New restrictions on insider-trading by U.S. lawmakers are needed to help lift waning public trust in Congress.
New restrictions on insider-trading by U.S. lawmakers are needed to help lift waning public trust in Congress, said Democrats and Republicans on the House Financial Services Committee.
“This is about restoring faith,” said Representative Tim Walz, a Minnesota Democrat sponsoring legislation to explicitly ban such trading. “If you think 9 percent approval rating is bad, don't do anything, drag it out and watch what happens,” he said referring to polling on Americans' approval of Congress.
There's a public perception that lawmakers are benefiting from non-public information whether they are or not, he said.
Previous efforts to pass restrictions haven't advanced in Congress. The issue re-emerged after a report last month by the CBS News program “60 Minutes,” which said members of Congress bought stock in companies during debates on legislation that might affect the businesses.
None of the questioned investments was illegal, the report said.
“It is absolutely essential that we do restore the public's trust,” said Representative Spencer Bachus, an Alabama Republican and chairman of the financial services panel. “If this is the answer, so be it.”
Bachus was among the lawmakers mentioned in the “60 Minutes” report. The program said that during the 2008 financial crisis, Bachus -- then the ranking Republican on the Financial Services Committee -- bet stock prices would fall while being privately briefed that a global financial meltdown might be imminent.
Reporting Requirement
In a statement at the time, Bachus's office said he never trades on non-public information.
The CBS report sparked interest by lawmakers in legislation first introduced in 2006 by Representative Louise Slaughter, a New York Democrat. That measure was re-introduced this year by Walz. It would label as securities fraud any trading on legislative information by lawmakers or their staff members. The bill would require any trade of more than $1,000 to be reported within 90 days.

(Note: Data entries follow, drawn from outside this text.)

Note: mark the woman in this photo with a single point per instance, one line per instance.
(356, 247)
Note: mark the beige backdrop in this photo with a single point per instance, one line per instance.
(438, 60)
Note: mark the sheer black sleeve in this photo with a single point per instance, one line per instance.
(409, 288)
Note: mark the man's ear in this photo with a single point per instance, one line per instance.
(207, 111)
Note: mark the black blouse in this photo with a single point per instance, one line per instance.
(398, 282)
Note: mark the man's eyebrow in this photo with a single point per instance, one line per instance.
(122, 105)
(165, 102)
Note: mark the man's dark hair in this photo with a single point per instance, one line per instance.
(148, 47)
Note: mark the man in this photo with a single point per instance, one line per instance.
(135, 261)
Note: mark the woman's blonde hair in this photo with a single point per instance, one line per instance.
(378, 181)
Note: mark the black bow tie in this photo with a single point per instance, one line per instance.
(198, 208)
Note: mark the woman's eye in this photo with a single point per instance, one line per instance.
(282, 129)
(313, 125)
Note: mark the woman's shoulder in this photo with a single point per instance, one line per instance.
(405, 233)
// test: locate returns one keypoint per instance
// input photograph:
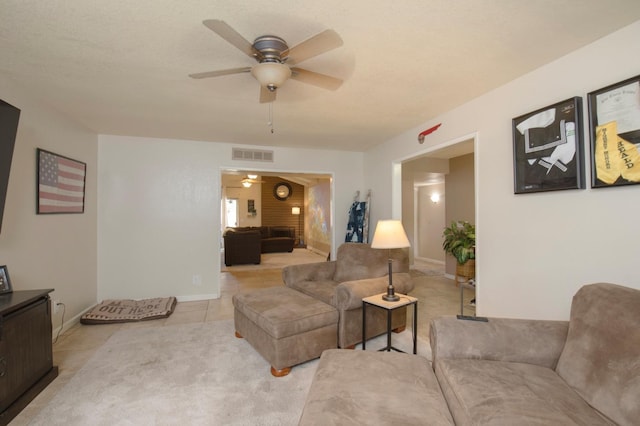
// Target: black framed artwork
(547, 148)
(614, 122)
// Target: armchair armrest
(536, 342)
(349, 294)
(321, 271)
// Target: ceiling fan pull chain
(270, 123)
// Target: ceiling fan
(276, 60)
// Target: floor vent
(251, 155)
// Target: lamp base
(390, 297)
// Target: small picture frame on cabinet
(5, 281)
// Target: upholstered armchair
(358, 272)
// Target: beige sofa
(358, 272)
(585, 371)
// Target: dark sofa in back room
(243, 245)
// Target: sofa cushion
(510, 393)
(356, 261)
(601, 358)
(323, 290)
(283, 312)
(374, 388)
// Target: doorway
(438, 186)
(231, 213)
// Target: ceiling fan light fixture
(271, 75)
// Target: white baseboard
(197, 297)
(66, 325)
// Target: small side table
(378, 301)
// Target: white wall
(55, 251)
(534, 250)
(159, 210)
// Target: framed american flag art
(60, 182)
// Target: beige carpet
(193, 374)
(277, 260)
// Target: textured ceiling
(121, 67)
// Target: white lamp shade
(271, 74)
(389, 234)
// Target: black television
(9, 116)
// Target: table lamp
(390, 234)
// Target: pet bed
(114, 311)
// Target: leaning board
(125, 310)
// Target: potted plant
(460, 242)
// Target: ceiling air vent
(251, 155)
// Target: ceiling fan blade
(232, 36)
(219, 73)
(267, 95)
(317, 79)
(316, 45)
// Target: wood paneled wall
(278, 213)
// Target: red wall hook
(428, 132)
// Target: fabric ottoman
(285, 326)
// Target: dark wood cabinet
(26, 353)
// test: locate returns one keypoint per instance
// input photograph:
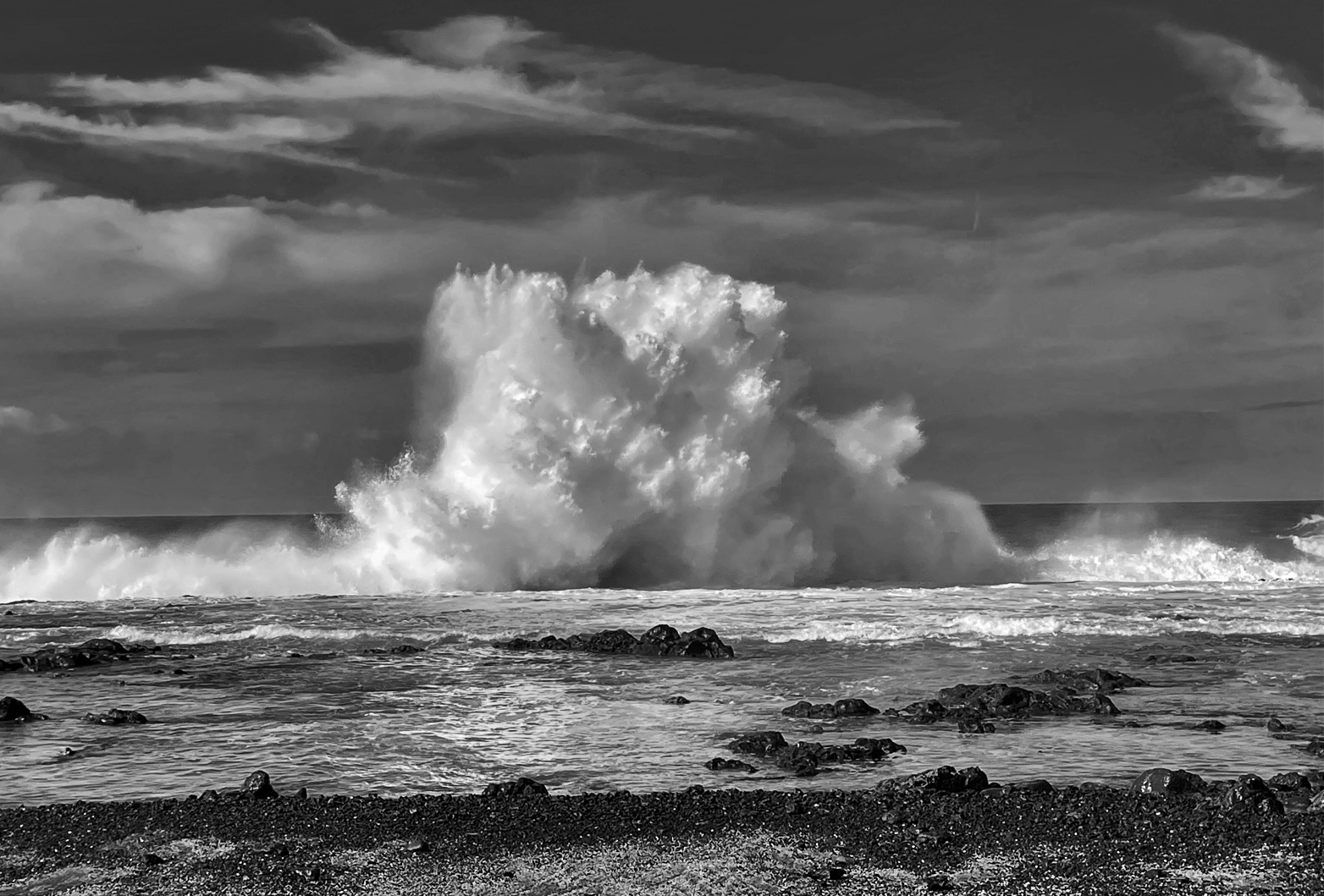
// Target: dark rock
(1290, 781)
(117, 717)
(941, 780)
(1164, 783)
(1089, 679)
(14, 710)
(1315, 747)
(91, 652)
(659, 640)
(841, 708)
(1250, 793)
(760, 743)
(1002, 701)
(518, 788)
(258, 786)
(396, 649)
(718, 764)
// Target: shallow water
(464, 713)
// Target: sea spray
(625, 432)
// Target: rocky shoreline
(941, 830)
(938, 832)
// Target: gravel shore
(880, 842)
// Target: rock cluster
(97, 651)
(805, 757)
(117, 717)
(841, 708)
(1073, 691)
(659, 640)
(14, 710)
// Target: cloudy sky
(1084, 237)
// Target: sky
(1084, 237)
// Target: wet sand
(878, 842)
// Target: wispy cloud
(467, 75)
(20, 420)
(251, 133)
(1244, 187)
(647, 84)
(1260, 88)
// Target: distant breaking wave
(629, 432)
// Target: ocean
(624, 453)
(282, 682)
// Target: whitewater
(643, 432)
(621, 453)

The bill would require regulators to draft rules barring individuals and so-called political intelligence firms, which use their contacts in Washington to provide financial firms with market-related information, from selling non-public information obtained from federal employees. It also would require firms or individuals involved in political intelligence to register in the same way as federal lobbyists.
‘First Step'
“We're living in a time when Americans do not trust Congress,” said Representative Walter Jones, a North Carolina Republican co-sponsoring the measure. “It is a proper first step in maintaining the integrity of Congress.”

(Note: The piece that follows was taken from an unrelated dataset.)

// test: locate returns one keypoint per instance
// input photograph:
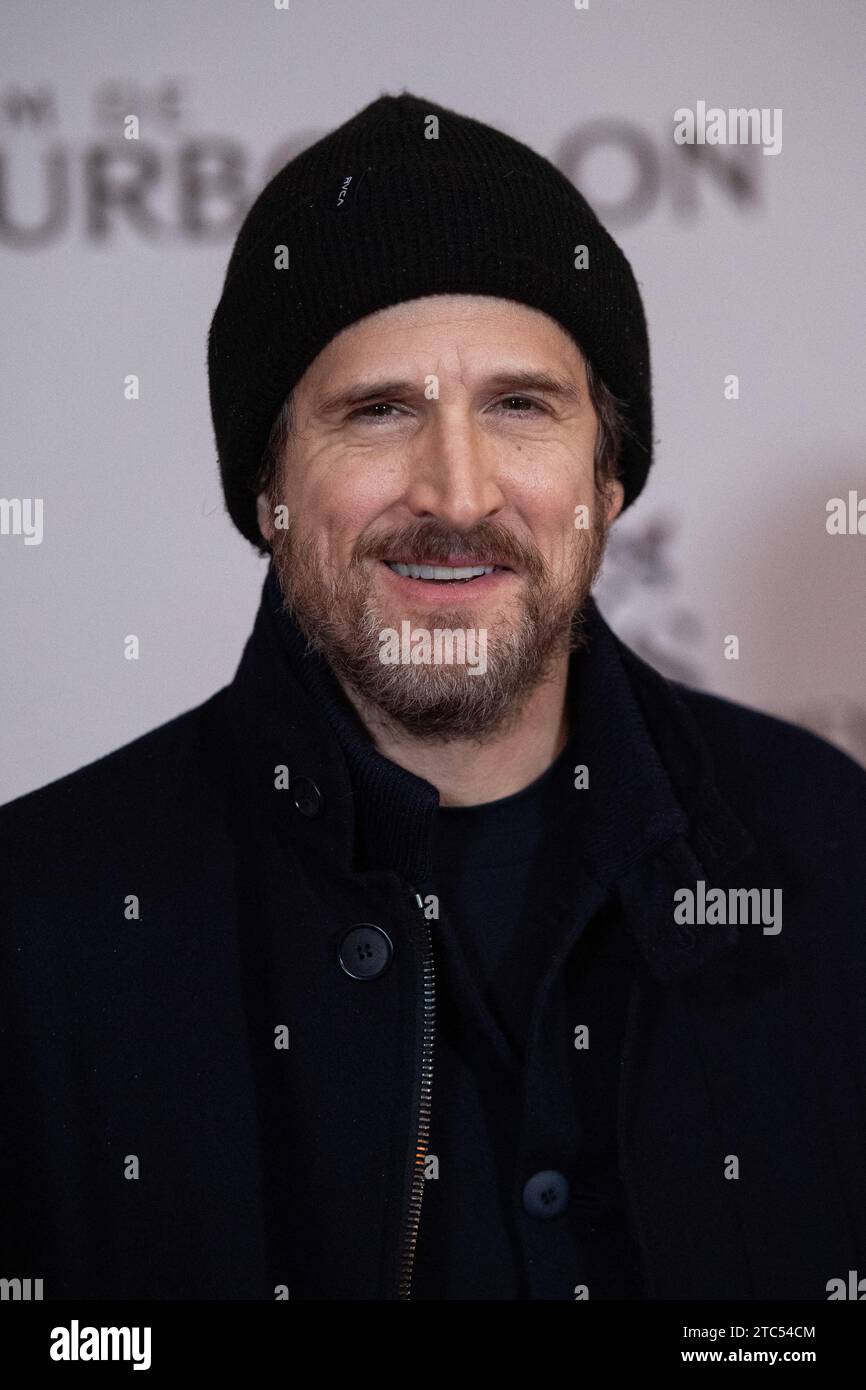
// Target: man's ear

The Senate's Homeland Security Committee is examining bipartisan proposals to restrict certain trading by lawmakers and their aides, who often have access to nonpublic information as part of their legislative and oversight duties.
The chairmen of the House and Senate panels said they would move ahead with the measures and bring them to a committee vote.
Representative Sean Duffy, a freshman Republican from Wisconsin, said the measure should go a step further. He introduced legislation that would require members of Congress to establish a blind trust for all of their stock holdings. If they don't, lawmakers would have to disclose their stock trades within three days.
“There is a cloud over members of Congress and the trades they make,” he said. “The American people want sunshine.”